Charges: the charges payable by the Customer for the supply of the Reports in accordance with Clause 5.
Conditions: these terms and conditions as amended from time to time in accordance with Clause 10.11.
Confidential Information: has the meaning given in Clause 6.3.
Contract: the contract between Plimsoll and the Customer for the supply of Reports in accordance with these Conditions.
Customer: the person or organisation who purchases Reports from Plimsoll as specified in the Order.
Customer Default: has the meaning given in Clause 4.2.
Customer Obligations: has the meaning given in Clause 4.1.
Intellectual Property Rights: all patents, copyright and related rights, trade marks, service marks, trade, business and domain names, rights in trade dress or get-up, rights in goodwill or to sue for passing off, unfair competition rights, rights in designs, rights in computer software, database right, moral rights, rights in confidential information (including know-how and trade secrets) and any other intellectual property rights, in each case whether registered or unregistered and including all applications for and renewals or extensions of such rights, and all similar or equivalent rights or forms of protection in any part of the world.
Order: the Customer's order for one or more Reports made in accordance with Clause 2.1.
Permitted Purpose: use of the Reports strictly for the Customer’s own internal business purposes only.
Plimsoll: Plimsoll Publishing Ltd, a limited company registered in England & Wales, Company Number: 2102017, VAT number: GB 441571072 and whose registered office and trading address is Scotswood House, Thornaby Place, Stockton on Tees, TS17 6SB.
Plimsoll Website: the website operated by Plimsoll at domain name www.plimsollworld.com and/or any other or replacement domain names used from time to time by Plimsoll in respect of sale of the Reports.
Report: any one or more reports supplied by Plimsoll to the Customer as set out in the Order.
1.2 In these Conditions, the following rules of construction shall apply:
(a) a “person” includes a natural person, corporate or unincorporated body (whether or not having separate legal personality);
(b) a reference to a “party” includes its successors or permitted assigns; and
(c) a reference to a “statute” or “statutory provision” is a reference to such statute or statutory provision as amended or re-enacted and includes any subordinate legislation made under that statute or statutory provision, as amended or re-enacted.
2.1 The Customer may place an Order online on the Plimsoll Website, by submitting a written order by post or fax, by email or verbally.

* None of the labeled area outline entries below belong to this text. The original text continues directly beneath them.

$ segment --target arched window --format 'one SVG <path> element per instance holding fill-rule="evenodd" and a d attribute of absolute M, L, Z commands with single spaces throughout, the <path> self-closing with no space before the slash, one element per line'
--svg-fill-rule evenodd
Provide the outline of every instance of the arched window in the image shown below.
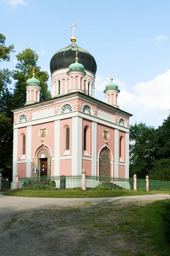
<path fill-rule="evenodd" d="M 66 150 L 70 149 L 70 129 L 68 128 L 66 129 Z"/>
<path fill-rule="evenodd" d="M 60 81 L 59 81 L 59 94 L 60 94 Z"/>
<path fill-rule="evenodd" d="M 23 136 L 23 155 L 26 154 L 26 135 Z"/>
<path fill-rule="evenodd" d="M 84 129 L 84 150 L 86 150 L 86 133 L 87 130 L 85 128 Z"/>
<path fill-rule="evenodd" d="M 121 136 L 119 139 L 119 160 L 123 162 L 125 160 L 124 146 L 124 138 Z"/>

These Conditions shall apply irrespective of the form by which the Order is made.
2.2 The Order constitutes an offer by the Customer to purchase one or more Reports from Plimsoll in accordance with these Conditions. The Order shall only be deemed to be accepted when Plimsoll issues written acceptance of the Order or fulfils the Order, whichever is the earlier, at which point the Contract shall come into existence.
2.3 The Customer acknowledges and agrees that:
(a) these Conditions apply to the Contract to the exclusion of any other terms that the Customer seeks to impose or incorporate, or which would otherwise be implied by trade, custom, practice or course of dealing; and
(b) the Contract constitutes the entire agreement between the parties and that the Customer has not relied on any statement or representation made or given by or on behalf of Plimsoll which is not set out in the Contract. For the avoidance of doubt, any samples and any descriptions or illustrations contained on Plimsoll’s Website or in Plimsoll's catalogues or other marketing materials in respect of the Reports, are given for the sole purpose of giving an illustrative idea of the Reports described in them; they shall not form part of the Contract or any other contract between Plimsoll and the Customer for the supply of the Reports.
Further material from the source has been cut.